Arizona and Florida are not alone in enacting these laws. Thirty-one other states also have laws that expand the use of deadly force beyond the home. People who kill armed intruders in their homes already were protected under the Castle Doctrine, the legal notion that your home is your castle and you have the right to use lethal force to defend it.

CNN reviewed four deadly force cases, each with a unique set of circumstances that tested the boundaries of Stand Your Ground laws. Each also raises questions about where the line is drawn between legitimate fear and vigilantism.

Is the use of deadly force justified when the attacker has no weapon and doesn't touch the person who feels threatened? If an intruder has been subdued, is shooting him or her justified? Can a person chase someone down and then claim self-defense? Are Stand Your Ground laws necessary or were existing laws enough?

Guns always have been a part of American life. The right to bear arms was addressed in the Second Amendment of the U.S. Constitution. But the law continues to evolve to this day, said Laurie Levenson, a professor at Loyola Law School in Los Angeles, California.
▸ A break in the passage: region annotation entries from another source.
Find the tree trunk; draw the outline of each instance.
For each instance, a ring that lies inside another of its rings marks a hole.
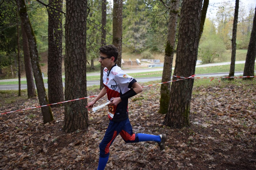
[[[252,29],[246,55],[245,64],[244,70],[244,76],[254,76],[255,58],[256,57],[256,7],[252,24]],[[243,80],[251,79],[252,78],[243,78]]]
[[[205,18],[206,18],[206,14],[209,5],[209,0],[204,0],[201,15],[201,19],[200,21],[200,33],[199,34],[199,41],[200,41],[200,40],[201,39],[201,36],[202,35],[202,34],[203,34],[203,31],[204,31],[204,22],[205,21]]]
[[[107,0],[103,0],[101,4],[101,46],[106,45],[106,28],[107,24]],[[101,90],[104,87],[103,84],[103,68],[100,67],[100,89]]]
[[[41,106],[48,105],[49,103],[42,76],[38,60],[38,52],[36,48],[36,36],[28,18],[27,7],[24,0],[16,0],[20,15],[28,37],[31,62],[33,69],[39,102]],[[49,106],[41,107],[44,123],[46,123],[53,120],[53,116]]]
[[[86,97],[87,1],[67,1],[65,27],[65,100]],[[69,132],[89,125],[86,100],[66,103],[63,129]]]
[[[232,33],[232,51],[231,52],[231,63],[229,77],[233,77],[235,75],[235,66],[236,63],[236,28],[237,27],[238,11],[239,8],[239,0],[236,0],[236,6],[235,7],[235,14],[233,23],[233,30]],[[229,78],[229,80],[233,80],[234,78]]]
[[[63,0],[49,0],[53,8],[62,10]],[[62,15],[49,8],[48,15],[48,97],[50,103],[64,100],[62,82]],[[52,105],[58,107],[61,105]]]
[[[172,1],[170,4],[168,33],[165,49],[162,82],[170,81],[171,79],[179,4],[180,0],[177,0]],[[170,89],[171,83],[164,83],[161,85],[159,111],[160,113],[165,114],[168,111],[168,106],[170,102]]]
[[[195,74],[202,4],[202,0],[184,0],[182,3],[174,75],[188,77]],[[189,125],[193,83],[194,79],[188,79],[172,84],[164,124],[179,128]]]
[[[19,92],[18,96],[21,95],[21,90],[20,88],[20,29],[19,25],[17,24],[17,41],[18,51],[18,79],[19,79]]]
[[[23,24],[21,24],[22,33],[22,46],[24,55],[24,62],[25,64],[25,72],[27,79],[27,85],[28,87],[28,99],[36,96],[34,79],[33,78],[33,71],[31,65],[31,61],[28,47],[28,41],[26,35]]]
[[[118,53],[118,58],[116,63],[122,68],[123,0],[114,0],[113,2],[112,43],[116,47]]]

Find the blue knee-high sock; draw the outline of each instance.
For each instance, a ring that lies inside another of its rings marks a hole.
[[[108,156],[106,158],[100,157],[99,160],[98,170],[104,170],[108,160]]]
[[[154,141],[157,143],[161,141],[161,138],[159,135],[153,135],[144,133],[138,133],[139,142]]]

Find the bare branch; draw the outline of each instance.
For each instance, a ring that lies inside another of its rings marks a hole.
[[[65,16],[65,18],[66,18],[66,13],[65,12],[63,12],[63,11],[61,11],[60,10],[58,10],[58,9],[56,9],[56,8],[53,8],[53,7],[52,7],[51,6],[49,5],[49,4],[48,4],[48,5],[47,4],[44,4],[44,3],[43,2],[40,1],[39,0],[36,0],[36,1],[37,1],[38,2],[39,2],[40,4],[42,4],[43,5],[44,5],[46,7],[49,7],[49,8],[52,8],[52,9],[53,9],[54,10],[56,10],[56,11],[59,11],[59,12],[60,12],[62,13],[63,13],[63,14],[64,14],[64,15]]]

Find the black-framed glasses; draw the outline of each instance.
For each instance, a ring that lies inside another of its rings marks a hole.
[[[99,57],[99,60],[101,60],[103,61],[103,60],[105,58],[110,58],[110,57],[101,57],[101,56],[100,56]]]

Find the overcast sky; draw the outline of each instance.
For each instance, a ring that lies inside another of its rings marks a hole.
[[[112,3],[112,7],[113,4],[113,0],[107,0],[109,2],[110,2]],[[209,6],[208,7],[208,11],[207,11],[207,16],[208,17],[214,17],[215,14],[218,10],[218,6],[219,6],[220,4],[218,3],[226,2],[227,1],[231,1],[234,4],[234,8],[236,3],[236,0],[209,0]],[[214,7],[213,6],[216,6]],[[254,8],[255,8],[256,6],[256,0],[240,0],[239,1],[239,7],[242,6],[244,6],[246,9],[248,9],[250,7],[252,6]]]
[[[222,3],[228,1],[231,2],[234,4],[234,9],[235,9],[235,0],[209,0],[209,6],[207,11],[207,17],[214,18],[215,14],[218,9],[217,7],[221,5]],[[246,9],[248,9],[249,10],[250,7],[252,6],[255,9],[255,6],[256,6],[256,0],[239,0],[239,8],[242,6],[244,6]]]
"When you arm people on the streets, the opportunities for tragic shootings like the one in the Martin case increase," Levenson said. "Having a broader law lends itself to situations where people shoot instead of pursuing non-lethal alternatives for self-defense."

The current debate over Stand Your Ground is healthy, Levenson added.

"It is good that people are starting to rethink what we have done," she said. "Given the number of guns on the street, it is important that people not use self-defense laws as an excuse for unjustifiable shootings."

A study commissioned by the National District Attorneys Association in 2007 tied the trend toward expanding self-defense laws to citizens' lack of confidence in the justice system in the wake of the September 11 terrorist attacks and Hurricane Katrina. People did not feel safe, and they did not trust their government to protect them.

But the expanded self-defense laws worry police and prosecutors, according to the study. Chief among their concerns: Could the laws lead to what the study called "an increasingly armed and trigger-happy citizenry?"

Shot 'straight in the heart'

The confrontation that would catapult two more families into the middle of the lethal force debate began as the sun dipped below the horizon in Laveen, Arizona, a suburb southwest of Phoenix.

It was April 3 -- 37 days after Martin's death in Florida. Daniel Adkins Jr. walked past Taco Bell's drive-thru just as a 22-year-old man pulled around in his SUV to pick up his order. Sitting in the passenger seat was his pregnant fiancée.

CNN is withholding the shooter's name because he has not been charged with a crime. A police report describes how the deadly confrontation unfolded.

The driver slammed on the brakes, just missing Adkins. The two men exchanged words.

The shooter told police that Adkins "air swung" his hands in the direction of the SUV, but acknowledged he never hit him or his vehicle. Still, he said, he was afraid of what Adkins might do with the weapon he believed he was carrying. Although a weapon was never found, the shooter described it as a 3-foot metal pipe or bat.

When Adkins lifted his hands in the air again, the driver drew his Smith and Wesson .40-caliber handgun from his sweatpants. He pointed the barrel at Adkins from inside his car and racked the slide of the gun, putting a bullet in the chamber. Then he pulled the trigger.

Struck in the chest, Adkins fell to the ground, face first, clutching Lady's leash. The lab stayed at her master's side, even as the life drained out of him.

The shooter pulled around to the front of the Taco Bell as his fiancée called 911.